Hélène Darroze interview
Hélène Darroze interview
We talk to the acclaimed chef about what inspires her. By Ellie Holmes
Img: Helene Darroze (c) ADN Production
French chef Hélène Darroze oversees three top restaurants with six Michelin stars between them: The Connaught in London with three stars, Marsan par Hélène Darroze in Paris with two and Villa La Coste, Provence.
Hélène, how do you stay inspired?
Every day my focus and motivation is to give joy to my guests. People come to our restaurants to have a beautiful experience, to be happy, and it is our responsibility to deliver. It’s my job to create and to test and to find the good balance of flavours in a dish. I have to produce a dish that gives happiness to my guests. I always cook what I love, because I just can’t do something that I don’t love. If you take that enjoyment out of my life, I’ll stop and do something else.
When did your love of cooking begin?
Food is in my DNA – I started to cook when I was very young and my mother told me that I understood how to taste before I could even walk. My first experience of cooking was baking cakes, an experience a lot of young children similarly have. My father, grandfather, grandmother, great grandfather and great grandmother were all chefs, in addition to my great great grandmother too, so I have followed on to become the fourth generation of my family to become a chef. My family have been a great influence on my vision of always wanting to bring our guests happiness through sourcing the best products we can. When welcoming guests to my restaurants I always want them to feel like they are in my home, where I got my love for cooking.
Where is your favourite place to eat in London?
For several years, the Clove Club has been one of my favourite fine dining places, and I am also a big fan of Clare Smyth’s approach at Core. Both chefs are inspired to glorify the products of the UK. I am also looking forward to visiting the new Ledbury now it has re-opened. I love Café Murano, Brat, and Frenchie Covent Garden. I also love Japanese food, and places like Roka, Chisou, or Cubé are my favourite ones in terms of a casual experience.
What are your favourite dishes in your restaurants?

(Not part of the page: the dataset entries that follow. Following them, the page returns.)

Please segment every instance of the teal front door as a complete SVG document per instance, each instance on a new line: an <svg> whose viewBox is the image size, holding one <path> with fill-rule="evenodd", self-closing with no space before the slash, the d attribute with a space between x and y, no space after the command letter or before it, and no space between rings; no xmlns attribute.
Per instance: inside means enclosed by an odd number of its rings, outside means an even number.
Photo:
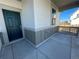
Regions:
<svg viewBox="0 0 79 59"><path fill-rule="evenodd" d="M23 35L22 35L20 13L3 9L3 15L9 41L14 41L22 38Z"/></svg>

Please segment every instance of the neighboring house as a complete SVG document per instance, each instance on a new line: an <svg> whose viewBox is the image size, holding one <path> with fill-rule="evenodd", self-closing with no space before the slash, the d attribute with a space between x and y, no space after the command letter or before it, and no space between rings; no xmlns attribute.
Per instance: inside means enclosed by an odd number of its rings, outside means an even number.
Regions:
<svg viewBox="0 0 79 59"><path fill-rule="evenodd" d="M76 10L70 17L70 24L72 26L79 26L79 9Z"/></svg>

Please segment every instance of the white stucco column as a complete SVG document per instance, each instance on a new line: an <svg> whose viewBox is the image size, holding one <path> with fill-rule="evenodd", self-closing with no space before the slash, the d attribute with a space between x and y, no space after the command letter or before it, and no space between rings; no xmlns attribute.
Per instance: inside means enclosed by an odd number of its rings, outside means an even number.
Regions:
<svg viewBox="0 0 79 59"><path fill-rule="evenodd" d="M60 12L59 12L59 10L56 11L56 15L57 15L56 16L56 18L57 18L56 19L56 25L59 26L59 24L60 24Z"/></svg>
<svg viewBox="0 0 79 59"><path fill-rule="evenodd" d="M59 12L50 0L23 0L22 21L25 28L38 30L51 26L51 11L56 9L58 25Z"/></svg>
<svg viewBox="0 0 79 59"><path fill-rule="evenodd" d="M23 28L35 30L34 0L22 0Z"/></svg>

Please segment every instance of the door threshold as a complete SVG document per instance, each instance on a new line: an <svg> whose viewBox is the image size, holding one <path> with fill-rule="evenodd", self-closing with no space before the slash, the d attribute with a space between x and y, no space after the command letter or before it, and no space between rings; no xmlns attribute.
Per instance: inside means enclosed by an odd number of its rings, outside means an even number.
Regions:
<svg viewBox="0 0 79 59"><path fill-rule="evenodd" d="M5 45L5 47L6 47L6 46L9 46L9 45L12 45L12 44L14 44L14 43L17 43L17 42L19 42L19 41L21 41L21 40L23 40L23 39L24 39L24 38L20 38L20 39L14 40L14 41L12 41L12 42L9 42L8 44Z"/></svg>

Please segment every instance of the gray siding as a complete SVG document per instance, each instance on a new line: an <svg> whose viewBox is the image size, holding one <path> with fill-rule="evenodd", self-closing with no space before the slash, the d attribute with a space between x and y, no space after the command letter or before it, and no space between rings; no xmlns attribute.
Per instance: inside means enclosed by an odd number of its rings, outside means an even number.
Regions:
<svg viewBox="0 0 79 59"><path fill-rule="evenodd" d="M48 28L40 31L24 30L25 38L31 41L34 45L38 45L51 35L58 32L58 27Z"/></svg>
<svg viewBox="0 0 79 59"><path fill-rule="evenodd" d="M33 44L36 44L35 41L35 32L31 30L24 29L25 38L31 41Z"/></svg>

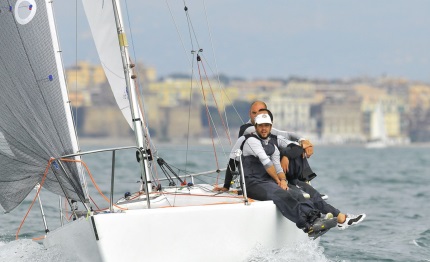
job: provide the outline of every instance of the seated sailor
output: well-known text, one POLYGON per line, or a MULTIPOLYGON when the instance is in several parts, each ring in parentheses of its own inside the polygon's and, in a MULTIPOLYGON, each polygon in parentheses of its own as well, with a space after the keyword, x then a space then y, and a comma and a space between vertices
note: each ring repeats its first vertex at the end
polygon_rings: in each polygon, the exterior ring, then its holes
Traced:
POLYGON ((306 183, 305 187, 288 185, 280 165, 279 147, 285 147, 291 141, 272 135, 271 128, 271 116, 267 112, 260 112, 255 117, 256 132, 240 137, 230 154, 232 160, 238 161, 235 151, 237 148, 242 149, 248 196, 256 200, 273 200, 286 218, 310 235, 318 231, 326 232, 336 225, 339 229, 345 229, 360 223, 365 214, 354 216, 341 213, 326 203, 312 186, 306 183), (302 190, 310 195, 309 199, 303 196, 302 190), (324 217, 323 214, 329 215, 324 217))
MULTIPOLYGON (((239 137, 255 133, 255 116, 262 111, 266 111, 271 118, 272 114, 267 110, 267 105, 263 101, 255 101, 251 104, 249 109, 249 121, 240 127, 239 137)), ((300 181, 309 182, 316 174, 309 166, 308 159, 313 154, 312 143, 302 138, 301 136, 287 131, 280 131, 272 127, 271 134, 282 136, 289 141, 288 146, 281 150, 281 166, 288 177, 297 177, 300 181)), ((227 165, 225 173, 224 186, 216 188, 217 191, 228 191, 233 179, 233 166, 235 163, 231 162, 227 165)), ((328 199, 326 195, 321 194, 323 199, 328 199)))

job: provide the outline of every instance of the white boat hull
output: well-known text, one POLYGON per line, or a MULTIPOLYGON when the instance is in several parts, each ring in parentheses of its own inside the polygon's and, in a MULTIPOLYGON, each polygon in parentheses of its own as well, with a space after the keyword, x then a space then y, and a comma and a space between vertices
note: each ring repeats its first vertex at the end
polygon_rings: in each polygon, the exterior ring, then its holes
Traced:
POLYGON ((50 232, 44 245, 82 261, 243 261, 256 247, 308 238, 272 201, 127 210, 93 220, 95 229, 81 218, 50 232))

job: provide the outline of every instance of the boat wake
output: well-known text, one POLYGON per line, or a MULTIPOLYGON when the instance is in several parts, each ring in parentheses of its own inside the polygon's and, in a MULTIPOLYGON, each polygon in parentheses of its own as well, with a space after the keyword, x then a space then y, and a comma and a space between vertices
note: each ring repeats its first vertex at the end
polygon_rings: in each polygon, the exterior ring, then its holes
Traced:
POLYGON ((319 241, 306 240, 288 247, 268 250, 256 247, 246 262, 295 262, 295 261, 330 261, 324 256, 324 248, 318 245, 319 241))
MULTIPOLYGON (((55 247, 46 249, 30 239, 20 239, 11 242, 0 242, 0 261, 29 262, 29 261, 58 261, 75 262, 77 258, 65 255, 55 247)), ((330 261, 324 256, 324 248, 318 246, 318 241, 306 240, 295 245, 276 250, 264 249, 258 246, 246 258, 246 262, 294 262, 294 261, 330 261)))
POLYGON ((20 239, 11 242, 0 242, 0 261, 29 262, 29 261, 79 261, 73 257, 65 257, 60 249, 46 249, 43 245, 31 240, 20 239))

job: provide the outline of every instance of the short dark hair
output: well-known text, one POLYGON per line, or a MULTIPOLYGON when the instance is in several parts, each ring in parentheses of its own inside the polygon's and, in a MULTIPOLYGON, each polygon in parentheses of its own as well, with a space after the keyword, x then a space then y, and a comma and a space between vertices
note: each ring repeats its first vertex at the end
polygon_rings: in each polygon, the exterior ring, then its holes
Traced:
POLYGON ((258 112, 263 112, 263 111, 266 111, 266 112, 267 112, 267 114, 270 116, 270 121, 272 121, 272 123, 273 123, 273 115, 272 115, 272 112, 270 112, 270 110, 269 110, 269 109, 267 109, 267 108, 262 108, 262 109, 258 110, 258 112))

I do not have a favourite dish – they are like children, they come from you and you cannot pick a favourite. If a dish is on the menu it is because I love them but I could not pick one specifically which I prefer.
London or Paris?
Both cities: Paris for its beauty and tradition and London for its eccentricity and energy.
What has been the hardest things to overcome for you in your career?
The pandemic – a very complicated time for the industry in general. We didn’t know when the restaurants were going to open again. We had to question ourselves, be creative and find solution such as take-away and delivery. We had to remain all very close, my team and I, and supportive.
Do you think that being a restaurateur is still a very male dominated industry?
Alain Ducasse gave me some advice when I first started; ‘there is a place for women’ – he was right and it is also great at supporting women to succeed. Women play an integral role in the culinary and gastronomic scene, great examples include Dominique Crenn, Elena Arzak, Anne-Sophie Pic, Clare Smyth and so many more. I personally haven’t experienced misogyny or sexism in my chef life, as a commis or head chef. That is not to say it doesn’t exist, I just didn’t face it. The advice I’ve always given to female chefs is: be yourself, be a woman; embrace your femininity; and cook as a woman.
What advice would you give your 20-year-old-self?
Believe in yourself, don’t try to be someone else and follow your dreams.